Mohamed Yaddadene: « Les changements opérés dans l’industrie automobile mettent la barre assez haute »

Mohammed Yaddadene: «Le tissu industriel devant accompagner une usine de fabrication de véhicule reste le problème»

Dans cet entretien, l’expert du domaine automobile, M. Yaddadene, nous livre ses impressions sur les dernières décisions du gouvernement concernant le montage automobile. Il s’exprime aussi sur l’activité d’importation des voitures neuves en provenance de l’Étranger.

Algérie-Eco : Le nouveau projet de décret exécutif pour la fabrication de voitures au niveau local, approuvé mercredi 15 juillet, contient de nouvelles conditions d’exercice. Il vise la relance de l’industrie automobile algérienne, après l’échec essuyé au cours des dernières années. Quelle lecture faites-vous de ces décrets ?

M. Yaddadene : C’est un nouveau choix stratégique qui va remettre en question tout ce qui a été fait, cependant, faudra-t-il que ce choix réponde à une stratégie industrielle à termes?

En effet les industriels doivent comprendre cette démarche afin d’être convaincus de ces nouveaux textes, ce qui pourra éventuellement les rassurer. Les changements opérés mettent la barre assez haute pour pratiquement ouvrir la voie aux groupes industriels professionnels et non à de simples investisseurs. La barre est assez haute dans les conditions cela répond aux soucis de se protéger et de ne pas tomber dans les erreurs du passé.

Le choix est laissé aux industriels de ne pas subir la désignation des partenaires et de ne pas tomber dans un système de redistribution des cartes comme ce fut le cas dans le passé. Ce choix va impliquer un grand déploiement des sous-traitants et probablement l’implication de l’emboutissage afin d’arriver au taux d’intégration fixé dès la première année de lancement soit 30%, tout en sachant que chaque Groupe possédant plusieurs marques doit travailler sur des volumes afin de rentabiliser son projet et surtout de faire venir ses sous-traitants qui devraient contribuer à l’accompagnement de l’industrie. Notre marché est intéressant mais comment ces industriels vont se positionner face aux projets déjà implantés au Maghreb ? D’autant plus que les marques déjà installées ont avancé dans les pays concernés. La relance passera par un rapprochement avec les grands groupes avec des opérations de séduction pour les motiver d’autant plus qu’en ce moment beaucoup de marchés sont en difficultés avec la crise actuelle.

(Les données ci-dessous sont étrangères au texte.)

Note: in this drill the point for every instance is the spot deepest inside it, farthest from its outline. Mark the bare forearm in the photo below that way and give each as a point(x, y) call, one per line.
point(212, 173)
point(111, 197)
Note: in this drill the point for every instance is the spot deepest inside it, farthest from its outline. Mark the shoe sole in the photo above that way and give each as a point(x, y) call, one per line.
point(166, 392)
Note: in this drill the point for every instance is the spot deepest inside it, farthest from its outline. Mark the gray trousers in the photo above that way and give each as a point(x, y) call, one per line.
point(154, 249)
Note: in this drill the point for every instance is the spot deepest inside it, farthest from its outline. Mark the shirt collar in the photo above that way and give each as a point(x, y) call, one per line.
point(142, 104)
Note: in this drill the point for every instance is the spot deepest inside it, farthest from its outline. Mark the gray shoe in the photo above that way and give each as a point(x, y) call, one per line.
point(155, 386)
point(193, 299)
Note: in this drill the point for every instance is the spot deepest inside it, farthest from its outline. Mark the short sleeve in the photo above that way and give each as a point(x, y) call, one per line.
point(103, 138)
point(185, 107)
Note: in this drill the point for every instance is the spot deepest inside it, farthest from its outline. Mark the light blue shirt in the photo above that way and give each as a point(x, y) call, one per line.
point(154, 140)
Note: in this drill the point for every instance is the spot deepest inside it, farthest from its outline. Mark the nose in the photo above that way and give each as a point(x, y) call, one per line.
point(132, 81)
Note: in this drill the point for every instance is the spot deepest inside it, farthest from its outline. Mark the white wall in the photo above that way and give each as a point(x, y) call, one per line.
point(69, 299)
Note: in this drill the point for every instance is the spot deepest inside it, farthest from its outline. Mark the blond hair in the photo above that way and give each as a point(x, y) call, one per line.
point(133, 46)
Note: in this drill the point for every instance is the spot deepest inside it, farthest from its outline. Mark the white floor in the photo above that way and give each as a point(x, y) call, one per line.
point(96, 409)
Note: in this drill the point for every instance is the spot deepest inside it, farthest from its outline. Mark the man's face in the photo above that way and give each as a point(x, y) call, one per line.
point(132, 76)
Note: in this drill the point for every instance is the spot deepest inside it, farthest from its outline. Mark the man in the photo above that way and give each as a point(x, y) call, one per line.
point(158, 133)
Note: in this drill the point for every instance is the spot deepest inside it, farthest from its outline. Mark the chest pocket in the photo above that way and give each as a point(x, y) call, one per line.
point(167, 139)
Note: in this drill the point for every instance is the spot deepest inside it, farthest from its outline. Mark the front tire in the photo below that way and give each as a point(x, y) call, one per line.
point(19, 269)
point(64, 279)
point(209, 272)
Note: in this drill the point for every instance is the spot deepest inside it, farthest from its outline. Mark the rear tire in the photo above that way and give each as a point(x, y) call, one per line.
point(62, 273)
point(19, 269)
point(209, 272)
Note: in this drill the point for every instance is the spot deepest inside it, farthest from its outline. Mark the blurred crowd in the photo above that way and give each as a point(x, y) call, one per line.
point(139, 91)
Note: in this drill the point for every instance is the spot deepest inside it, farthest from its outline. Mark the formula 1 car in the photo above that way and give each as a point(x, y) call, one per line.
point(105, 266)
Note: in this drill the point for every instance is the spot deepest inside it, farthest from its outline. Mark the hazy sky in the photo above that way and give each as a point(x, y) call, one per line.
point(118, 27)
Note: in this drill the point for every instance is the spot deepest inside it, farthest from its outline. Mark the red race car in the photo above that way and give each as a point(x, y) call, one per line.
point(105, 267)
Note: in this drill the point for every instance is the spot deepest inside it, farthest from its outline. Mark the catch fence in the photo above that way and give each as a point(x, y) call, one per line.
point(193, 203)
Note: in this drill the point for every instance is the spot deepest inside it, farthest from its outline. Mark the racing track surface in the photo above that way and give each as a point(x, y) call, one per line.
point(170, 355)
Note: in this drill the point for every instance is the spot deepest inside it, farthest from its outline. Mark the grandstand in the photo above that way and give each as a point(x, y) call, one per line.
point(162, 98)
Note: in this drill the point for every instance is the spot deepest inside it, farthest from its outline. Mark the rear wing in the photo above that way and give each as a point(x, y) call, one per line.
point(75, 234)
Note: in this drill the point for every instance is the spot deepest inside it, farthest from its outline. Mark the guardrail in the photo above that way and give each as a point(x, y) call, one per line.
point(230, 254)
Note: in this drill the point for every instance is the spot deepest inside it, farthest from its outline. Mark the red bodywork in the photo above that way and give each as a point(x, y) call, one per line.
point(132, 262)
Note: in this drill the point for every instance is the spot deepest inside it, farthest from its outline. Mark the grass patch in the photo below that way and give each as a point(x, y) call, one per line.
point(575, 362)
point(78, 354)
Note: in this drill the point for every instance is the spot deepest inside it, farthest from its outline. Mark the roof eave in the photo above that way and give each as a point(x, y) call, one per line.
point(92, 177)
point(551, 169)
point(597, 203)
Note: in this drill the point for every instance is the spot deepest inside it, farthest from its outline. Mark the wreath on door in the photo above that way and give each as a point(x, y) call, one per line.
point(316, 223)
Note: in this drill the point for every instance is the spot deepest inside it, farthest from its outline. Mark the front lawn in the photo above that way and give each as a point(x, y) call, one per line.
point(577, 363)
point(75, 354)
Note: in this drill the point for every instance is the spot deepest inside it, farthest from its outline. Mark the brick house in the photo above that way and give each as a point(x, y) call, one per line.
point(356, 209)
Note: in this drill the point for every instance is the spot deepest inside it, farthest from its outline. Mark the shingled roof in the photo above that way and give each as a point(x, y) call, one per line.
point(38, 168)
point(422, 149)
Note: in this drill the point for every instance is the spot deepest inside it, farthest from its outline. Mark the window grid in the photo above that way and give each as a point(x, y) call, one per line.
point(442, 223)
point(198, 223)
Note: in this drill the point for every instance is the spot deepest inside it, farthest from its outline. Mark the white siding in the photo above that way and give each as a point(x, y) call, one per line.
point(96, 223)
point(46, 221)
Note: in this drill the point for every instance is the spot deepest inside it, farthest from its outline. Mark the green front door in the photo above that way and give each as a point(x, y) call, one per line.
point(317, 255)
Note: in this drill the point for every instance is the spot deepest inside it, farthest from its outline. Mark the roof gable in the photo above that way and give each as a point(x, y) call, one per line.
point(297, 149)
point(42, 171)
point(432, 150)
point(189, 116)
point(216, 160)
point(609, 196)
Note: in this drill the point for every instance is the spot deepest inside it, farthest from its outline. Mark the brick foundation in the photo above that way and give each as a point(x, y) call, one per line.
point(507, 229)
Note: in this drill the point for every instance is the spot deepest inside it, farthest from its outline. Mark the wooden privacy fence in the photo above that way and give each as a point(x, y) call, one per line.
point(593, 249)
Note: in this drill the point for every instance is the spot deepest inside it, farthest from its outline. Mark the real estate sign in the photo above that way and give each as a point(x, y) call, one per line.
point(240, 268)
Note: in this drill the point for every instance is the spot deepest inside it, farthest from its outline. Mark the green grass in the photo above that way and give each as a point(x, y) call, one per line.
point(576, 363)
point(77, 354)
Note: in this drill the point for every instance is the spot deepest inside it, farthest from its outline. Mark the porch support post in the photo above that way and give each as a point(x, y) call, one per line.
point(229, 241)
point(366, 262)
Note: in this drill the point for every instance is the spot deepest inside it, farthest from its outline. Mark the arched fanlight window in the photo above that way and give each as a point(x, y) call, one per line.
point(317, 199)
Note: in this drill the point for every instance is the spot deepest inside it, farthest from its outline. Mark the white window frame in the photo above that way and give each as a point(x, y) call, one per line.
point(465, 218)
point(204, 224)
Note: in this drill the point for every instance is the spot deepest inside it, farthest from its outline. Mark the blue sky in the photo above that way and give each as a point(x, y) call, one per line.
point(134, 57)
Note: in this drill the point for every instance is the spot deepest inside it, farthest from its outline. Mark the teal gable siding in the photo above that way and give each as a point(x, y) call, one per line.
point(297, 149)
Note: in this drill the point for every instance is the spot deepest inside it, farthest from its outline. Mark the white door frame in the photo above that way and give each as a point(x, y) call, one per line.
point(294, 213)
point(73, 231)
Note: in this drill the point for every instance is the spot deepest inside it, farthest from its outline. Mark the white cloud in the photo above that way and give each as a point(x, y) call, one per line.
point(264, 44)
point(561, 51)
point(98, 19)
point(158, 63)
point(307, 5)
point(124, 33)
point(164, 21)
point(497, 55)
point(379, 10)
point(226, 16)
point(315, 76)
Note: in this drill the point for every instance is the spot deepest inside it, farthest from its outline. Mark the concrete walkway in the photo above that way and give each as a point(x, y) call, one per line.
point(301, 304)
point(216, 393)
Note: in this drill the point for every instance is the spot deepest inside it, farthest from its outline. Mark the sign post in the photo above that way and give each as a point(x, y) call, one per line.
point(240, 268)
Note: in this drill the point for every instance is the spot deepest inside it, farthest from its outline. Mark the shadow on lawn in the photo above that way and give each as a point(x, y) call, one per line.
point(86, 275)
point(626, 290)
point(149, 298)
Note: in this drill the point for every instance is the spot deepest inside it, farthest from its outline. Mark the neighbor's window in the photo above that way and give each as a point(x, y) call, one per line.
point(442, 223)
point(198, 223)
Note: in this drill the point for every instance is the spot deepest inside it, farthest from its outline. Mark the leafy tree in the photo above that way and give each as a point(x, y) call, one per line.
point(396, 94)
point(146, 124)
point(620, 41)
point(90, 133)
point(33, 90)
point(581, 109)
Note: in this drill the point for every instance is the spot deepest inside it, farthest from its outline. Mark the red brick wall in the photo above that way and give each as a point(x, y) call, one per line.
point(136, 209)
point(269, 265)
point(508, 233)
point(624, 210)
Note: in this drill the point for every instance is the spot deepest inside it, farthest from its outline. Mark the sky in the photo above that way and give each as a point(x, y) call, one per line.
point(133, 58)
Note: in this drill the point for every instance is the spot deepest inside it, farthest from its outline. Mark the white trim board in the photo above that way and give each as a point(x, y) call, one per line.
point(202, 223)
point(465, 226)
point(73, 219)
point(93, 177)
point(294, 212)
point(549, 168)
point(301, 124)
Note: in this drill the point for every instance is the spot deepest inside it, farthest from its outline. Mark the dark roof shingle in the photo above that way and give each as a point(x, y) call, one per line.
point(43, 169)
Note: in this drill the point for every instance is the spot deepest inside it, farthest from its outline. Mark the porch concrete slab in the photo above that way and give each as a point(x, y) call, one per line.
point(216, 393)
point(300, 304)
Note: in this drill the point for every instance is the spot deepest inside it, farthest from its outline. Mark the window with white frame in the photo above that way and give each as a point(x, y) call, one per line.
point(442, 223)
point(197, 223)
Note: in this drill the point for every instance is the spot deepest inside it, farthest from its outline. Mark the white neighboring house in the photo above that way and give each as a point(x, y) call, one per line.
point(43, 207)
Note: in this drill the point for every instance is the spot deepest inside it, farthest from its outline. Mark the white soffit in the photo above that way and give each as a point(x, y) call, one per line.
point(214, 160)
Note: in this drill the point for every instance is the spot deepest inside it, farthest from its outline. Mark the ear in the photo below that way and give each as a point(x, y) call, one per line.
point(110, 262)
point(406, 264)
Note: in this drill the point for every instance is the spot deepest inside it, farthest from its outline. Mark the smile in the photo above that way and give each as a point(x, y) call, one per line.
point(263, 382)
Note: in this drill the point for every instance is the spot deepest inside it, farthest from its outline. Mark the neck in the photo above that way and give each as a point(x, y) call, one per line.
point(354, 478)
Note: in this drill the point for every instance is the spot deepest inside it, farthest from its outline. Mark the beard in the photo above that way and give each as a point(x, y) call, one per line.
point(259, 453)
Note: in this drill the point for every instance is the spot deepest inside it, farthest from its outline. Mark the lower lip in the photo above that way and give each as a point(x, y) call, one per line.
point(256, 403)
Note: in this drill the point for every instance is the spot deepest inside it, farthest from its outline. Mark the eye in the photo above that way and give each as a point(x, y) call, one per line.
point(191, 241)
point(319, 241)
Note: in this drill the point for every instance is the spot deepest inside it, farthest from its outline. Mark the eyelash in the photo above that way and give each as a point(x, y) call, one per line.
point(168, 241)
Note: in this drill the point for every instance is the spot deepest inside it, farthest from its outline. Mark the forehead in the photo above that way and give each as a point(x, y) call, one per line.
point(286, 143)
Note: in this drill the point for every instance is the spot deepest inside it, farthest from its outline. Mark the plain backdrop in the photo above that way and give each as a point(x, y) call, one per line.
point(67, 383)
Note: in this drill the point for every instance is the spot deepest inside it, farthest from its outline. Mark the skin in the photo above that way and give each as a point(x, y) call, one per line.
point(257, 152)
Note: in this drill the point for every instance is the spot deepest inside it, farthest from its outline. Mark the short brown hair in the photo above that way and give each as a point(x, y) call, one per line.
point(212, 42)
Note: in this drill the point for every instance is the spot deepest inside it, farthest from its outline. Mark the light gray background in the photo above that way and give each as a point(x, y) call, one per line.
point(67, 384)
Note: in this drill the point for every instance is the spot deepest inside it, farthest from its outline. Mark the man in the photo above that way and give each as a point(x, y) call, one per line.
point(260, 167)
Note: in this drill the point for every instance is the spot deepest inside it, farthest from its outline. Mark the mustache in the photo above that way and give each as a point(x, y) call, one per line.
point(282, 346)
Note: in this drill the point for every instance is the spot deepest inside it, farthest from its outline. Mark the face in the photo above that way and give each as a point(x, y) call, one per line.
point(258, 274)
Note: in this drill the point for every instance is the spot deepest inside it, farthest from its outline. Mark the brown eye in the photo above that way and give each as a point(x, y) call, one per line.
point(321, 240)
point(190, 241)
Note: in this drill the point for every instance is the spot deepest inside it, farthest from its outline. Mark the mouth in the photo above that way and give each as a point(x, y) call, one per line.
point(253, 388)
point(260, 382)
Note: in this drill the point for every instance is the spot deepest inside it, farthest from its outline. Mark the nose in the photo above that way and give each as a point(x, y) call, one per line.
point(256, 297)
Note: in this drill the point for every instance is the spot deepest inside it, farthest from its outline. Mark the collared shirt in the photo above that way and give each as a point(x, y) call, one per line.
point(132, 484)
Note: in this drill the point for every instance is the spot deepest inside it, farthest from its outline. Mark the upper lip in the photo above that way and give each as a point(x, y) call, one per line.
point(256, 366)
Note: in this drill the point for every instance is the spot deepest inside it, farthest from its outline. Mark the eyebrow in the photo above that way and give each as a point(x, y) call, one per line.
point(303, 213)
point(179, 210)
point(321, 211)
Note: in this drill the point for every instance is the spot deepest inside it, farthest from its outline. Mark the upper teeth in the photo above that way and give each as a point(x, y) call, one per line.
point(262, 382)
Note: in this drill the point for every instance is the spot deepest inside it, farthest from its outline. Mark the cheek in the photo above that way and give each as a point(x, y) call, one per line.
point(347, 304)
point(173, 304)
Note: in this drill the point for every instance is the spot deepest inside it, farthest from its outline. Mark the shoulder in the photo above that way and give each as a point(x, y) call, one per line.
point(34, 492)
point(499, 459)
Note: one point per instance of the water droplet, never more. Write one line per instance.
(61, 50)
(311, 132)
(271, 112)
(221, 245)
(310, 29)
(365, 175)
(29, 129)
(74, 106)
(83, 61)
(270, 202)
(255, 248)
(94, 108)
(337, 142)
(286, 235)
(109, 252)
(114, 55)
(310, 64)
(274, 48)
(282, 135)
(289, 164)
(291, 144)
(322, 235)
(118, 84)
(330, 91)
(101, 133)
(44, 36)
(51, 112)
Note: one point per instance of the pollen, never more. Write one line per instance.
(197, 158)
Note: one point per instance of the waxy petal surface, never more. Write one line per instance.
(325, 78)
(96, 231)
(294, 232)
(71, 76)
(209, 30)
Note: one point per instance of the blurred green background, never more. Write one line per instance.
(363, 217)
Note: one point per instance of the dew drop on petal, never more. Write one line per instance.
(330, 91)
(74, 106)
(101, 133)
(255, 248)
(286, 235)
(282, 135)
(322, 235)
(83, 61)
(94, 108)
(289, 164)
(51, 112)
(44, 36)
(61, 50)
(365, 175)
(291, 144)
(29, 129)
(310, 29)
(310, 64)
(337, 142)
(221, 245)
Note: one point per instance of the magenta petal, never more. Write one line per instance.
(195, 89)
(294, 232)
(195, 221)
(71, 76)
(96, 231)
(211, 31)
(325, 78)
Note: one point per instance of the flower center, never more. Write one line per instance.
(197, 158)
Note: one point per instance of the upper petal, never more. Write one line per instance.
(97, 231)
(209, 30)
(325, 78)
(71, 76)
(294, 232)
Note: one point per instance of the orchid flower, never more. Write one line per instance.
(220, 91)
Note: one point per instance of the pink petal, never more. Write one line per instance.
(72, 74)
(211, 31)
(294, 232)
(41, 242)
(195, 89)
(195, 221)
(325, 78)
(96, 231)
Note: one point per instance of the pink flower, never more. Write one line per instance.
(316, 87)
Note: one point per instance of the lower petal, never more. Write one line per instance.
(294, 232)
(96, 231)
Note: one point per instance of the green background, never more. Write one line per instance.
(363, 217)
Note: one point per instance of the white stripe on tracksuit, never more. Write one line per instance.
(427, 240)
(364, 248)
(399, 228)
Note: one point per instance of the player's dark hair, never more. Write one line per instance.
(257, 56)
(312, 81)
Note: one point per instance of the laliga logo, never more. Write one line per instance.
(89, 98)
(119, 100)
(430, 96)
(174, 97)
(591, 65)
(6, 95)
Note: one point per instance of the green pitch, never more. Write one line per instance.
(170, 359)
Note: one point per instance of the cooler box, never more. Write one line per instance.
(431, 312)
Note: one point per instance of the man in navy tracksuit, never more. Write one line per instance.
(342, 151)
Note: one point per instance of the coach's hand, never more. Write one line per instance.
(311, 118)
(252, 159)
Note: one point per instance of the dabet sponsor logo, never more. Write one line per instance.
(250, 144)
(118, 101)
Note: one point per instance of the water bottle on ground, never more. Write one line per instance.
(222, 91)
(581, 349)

Est-ce que ces nouvelles conditions pourront à votre avis, sauver le secteur en Algérie ?

Ces nouvelles conditions remettent de l’ordre dans les choix stratégiques et obéissent à une démarche visant à redéployer l’activité du secteur, probablement qu’il y aura des choses à sauver tout en sachant que le secteur du montage est pratiquement à l’arrêt mais les infrastructures, et l’expérience vécues vont contribuer à gagner du temps à condition qu’il y ait une évaluation de tous les projets déjà lancés. Cela prendra du temps pour l’aboutissement, tout en sachant que les structures de suivies et d’évaluation seront présentées sur le terrain. C’est une opportunité à exploiter pour la relance du secteur.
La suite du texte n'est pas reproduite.